# Photo of Rare Maine Kangaroo



## Oaklys Dad (Dec 28, 2005)

Caught this funny pose of Caue yesterday. Cracked me up.


----------



## olik (Apr 13, 2008)

LOL,cross bread perhaps?


----------



## justmejanis (Feb 25, 2007)

Oh my way too funny! Great photo!


----------



## Finn's Fan (Dec 22, 2007)

Rob, how funny, He does look like a roo and ready to box with his front paws Not sure the Aussie variety would appreciate the snow, though.


----------



## BeauShel (May 20, 2007)

That is just the funniest picture of him. He does look like a kangaroo. Between him and Pudden they have the kangaroo poses down.


----------



## fostermom (Sep 6, 2007)

That is a hoot!


----------



## LibertyME (Jan 6, 2007)

Gosh it looks like he is using his tail for balance! 
Silly, silly, Caue!


----------



## LOVEisGOLDEN (Jan 4, 2008)

I love it!


----------



## nellie'smom (Dec 27, 2007)

Haha, love it! Too cute!


----------



## mm03gn (Sep 24, 2008)

LOVE YOUR CAMERA ROB!!! That is an amazing pic


----------



## tippykayak (Oct 27, 2008)

That picture is awesome.


----------



## MyJaxson (Jan 5, 2010)

Very cute... These golden's definately think they are part hoppers


----------



## EvilNessCroft (Feb 17, 2009)

LOLL!  Thank you for the laugh! : Silly Caue!


----------



## Ash (Sep 11, 2007)

LOL what a guy! That is too cute! Great timing.


----------



## Heidi36oh (Feb 27, 2007)

Love that rare Kangaroo, too cute!


----------



## Sucker For Gold (Jan 13, 2009)

Here's another one that was spotted in my back yard in early September:


----------



## Abbydabbydo (Jan 31, 2007)

Too cute you guys! I'm looking for my kangaroo pics!


----------



## mybuddy (Mar 2, 2007)

he he he ...


----------



## Olddog (Mar 24, 2009)

That's hilarious.
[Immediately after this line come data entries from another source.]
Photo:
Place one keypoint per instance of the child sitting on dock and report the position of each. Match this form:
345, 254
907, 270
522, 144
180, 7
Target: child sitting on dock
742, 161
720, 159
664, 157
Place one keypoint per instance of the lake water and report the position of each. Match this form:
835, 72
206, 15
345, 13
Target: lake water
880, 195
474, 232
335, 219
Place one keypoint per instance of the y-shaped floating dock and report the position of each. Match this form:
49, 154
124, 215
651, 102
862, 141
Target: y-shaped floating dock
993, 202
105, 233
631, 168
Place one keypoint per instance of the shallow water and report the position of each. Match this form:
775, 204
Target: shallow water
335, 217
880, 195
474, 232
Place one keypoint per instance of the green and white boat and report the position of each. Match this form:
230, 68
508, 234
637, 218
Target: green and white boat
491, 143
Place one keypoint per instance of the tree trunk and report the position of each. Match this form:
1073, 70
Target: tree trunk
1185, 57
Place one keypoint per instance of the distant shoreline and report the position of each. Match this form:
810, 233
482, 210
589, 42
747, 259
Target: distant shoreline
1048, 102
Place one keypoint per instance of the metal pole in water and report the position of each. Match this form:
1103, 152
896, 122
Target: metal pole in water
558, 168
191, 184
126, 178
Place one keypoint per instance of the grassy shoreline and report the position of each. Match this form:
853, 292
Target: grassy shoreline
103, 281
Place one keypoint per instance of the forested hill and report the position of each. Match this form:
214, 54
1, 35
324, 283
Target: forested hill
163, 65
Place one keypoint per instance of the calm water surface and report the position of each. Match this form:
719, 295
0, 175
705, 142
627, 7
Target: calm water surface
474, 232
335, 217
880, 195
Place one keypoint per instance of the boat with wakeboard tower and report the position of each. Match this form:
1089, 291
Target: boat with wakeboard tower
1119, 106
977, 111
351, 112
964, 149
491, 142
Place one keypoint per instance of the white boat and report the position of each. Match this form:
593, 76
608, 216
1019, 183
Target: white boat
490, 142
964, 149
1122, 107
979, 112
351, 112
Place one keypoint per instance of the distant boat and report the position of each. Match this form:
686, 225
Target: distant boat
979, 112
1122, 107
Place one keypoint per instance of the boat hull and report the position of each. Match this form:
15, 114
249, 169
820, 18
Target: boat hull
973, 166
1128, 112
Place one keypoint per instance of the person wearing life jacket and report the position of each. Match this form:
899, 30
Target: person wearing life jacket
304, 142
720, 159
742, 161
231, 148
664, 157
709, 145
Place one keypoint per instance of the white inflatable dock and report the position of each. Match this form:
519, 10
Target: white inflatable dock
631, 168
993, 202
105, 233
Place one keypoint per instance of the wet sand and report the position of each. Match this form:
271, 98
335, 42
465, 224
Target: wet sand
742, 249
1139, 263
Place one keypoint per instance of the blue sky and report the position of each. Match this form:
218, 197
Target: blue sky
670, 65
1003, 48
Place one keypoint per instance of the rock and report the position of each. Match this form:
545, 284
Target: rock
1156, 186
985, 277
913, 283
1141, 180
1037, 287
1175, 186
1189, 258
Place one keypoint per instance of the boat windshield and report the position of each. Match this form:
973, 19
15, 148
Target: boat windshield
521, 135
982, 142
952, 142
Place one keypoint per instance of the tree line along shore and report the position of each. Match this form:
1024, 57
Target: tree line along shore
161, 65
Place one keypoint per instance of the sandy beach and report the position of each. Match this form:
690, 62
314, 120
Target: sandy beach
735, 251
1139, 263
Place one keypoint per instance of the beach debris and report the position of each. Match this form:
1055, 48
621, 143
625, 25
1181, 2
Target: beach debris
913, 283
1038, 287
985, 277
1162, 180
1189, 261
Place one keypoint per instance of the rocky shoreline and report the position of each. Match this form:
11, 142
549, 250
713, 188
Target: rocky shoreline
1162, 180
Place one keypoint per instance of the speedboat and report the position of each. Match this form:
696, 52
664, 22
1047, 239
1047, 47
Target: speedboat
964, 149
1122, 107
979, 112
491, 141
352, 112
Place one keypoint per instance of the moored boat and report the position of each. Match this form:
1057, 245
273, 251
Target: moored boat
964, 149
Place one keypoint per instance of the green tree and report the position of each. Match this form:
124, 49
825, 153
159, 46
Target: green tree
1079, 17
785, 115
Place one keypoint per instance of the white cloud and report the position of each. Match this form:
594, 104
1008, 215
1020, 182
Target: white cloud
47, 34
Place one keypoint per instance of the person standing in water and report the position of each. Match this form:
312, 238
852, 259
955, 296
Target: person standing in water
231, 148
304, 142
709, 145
Good to have the camera ready.


----------



## hotel4dogs (Sep 29, 2008)

my first thought was a big gerbil!
Love the photo!


----------



## Noey (Feb 26, 2009)

too funny. A Goldenroo.


----------



## Bob Dylan (Mar 31, 2009)

You really get great pictures, but the Rare Maine Kangaroo is my favorite!


----------



## Tailer'sFolks (Feb 27, 2007)

Great Shot Rob! Roo's are very rare here in Maine!  G'day!


----------



## merryh (Dec 5, 2009)

Great photo! Kangaroo perhaps! made me smile... thanks!


----------